In un mondo normale la campagna elettorale dovrebbe servire per capire le idee, vedere i programmi, sentire con le proprie orecchie le parole dei candidati.
Nei primi giorni di campagna a Peschiera abbiamo notato che per i programmi non sono stati fatti grossi sforzi (tranne uno di 48 pagine pensate una ad una, non lungo ma completo), le solite pronunciazioni di buona volontà i faremo e bisognerà fare, mentre i programmi, quelli veri, dovrebbero essere fatti sulla fattibilità delle idee, presentando quindi solo progetti che per compatibilità ambientale, valore sociale, fondi reperibili, utilità siamo realmente realizzabili. Se no si chiama libro delle favole. Poi abbiamo notato che esiste sempre lo sport nazionale, no non il calcio, ma il parlar male degli altri.
Il cercare il neo, il buttare li la calunnia sperando che giri, il non confrontarsi sui fatti ma sulle supposizioni. Ovviamente l'obiettivo preferito è il candidato più forte, quello che ha già dimostrato di avere più professionalità, più grinta, più valore aggiunto.
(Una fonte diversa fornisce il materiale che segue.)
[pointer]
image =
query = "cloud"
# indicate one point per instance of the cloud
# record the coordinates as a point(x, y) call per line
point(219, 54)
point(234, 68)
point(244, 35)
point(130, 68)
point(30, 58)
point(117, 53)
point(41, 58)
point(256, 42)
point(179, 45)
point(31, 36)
Poi abbiamo i comportamenti che danno la misura delle persone. Esiste una coalizione che ha scelto di confrontarsi sul futuro della città senza chiedere alle persone la carta d'identità ideologica, quindi si sono ritrovate persone di destra e di sinistra, cattolici ed atei, per pensare alla Peschiera di domani, ma tutto questo senza nascondersi ma al contrario alla luce del sole, mettendo le carte in tavola.
Poi c'è chi critica questa scelta probabilmente legati a vecchi modi di pensare la politica, ideologicamente fermi al secolo scorso, per poi trovare accordi sottobanco, per brindare di sera in un bar ad alleanze sconfessate ed abiurate di giorno. C'è perfino un candidato che ammette nella propria propaganda di voler proseguire il lavoro del sindaco uscente contraddicendo la sua forza politica ed il suo imbarazzatissimo candidato sindaco.
Va bè, questo passa il convento, ma al momento del voto c'è la possibilità di scegliere e di solito si sceglie il meglio che il mercato possa offrire.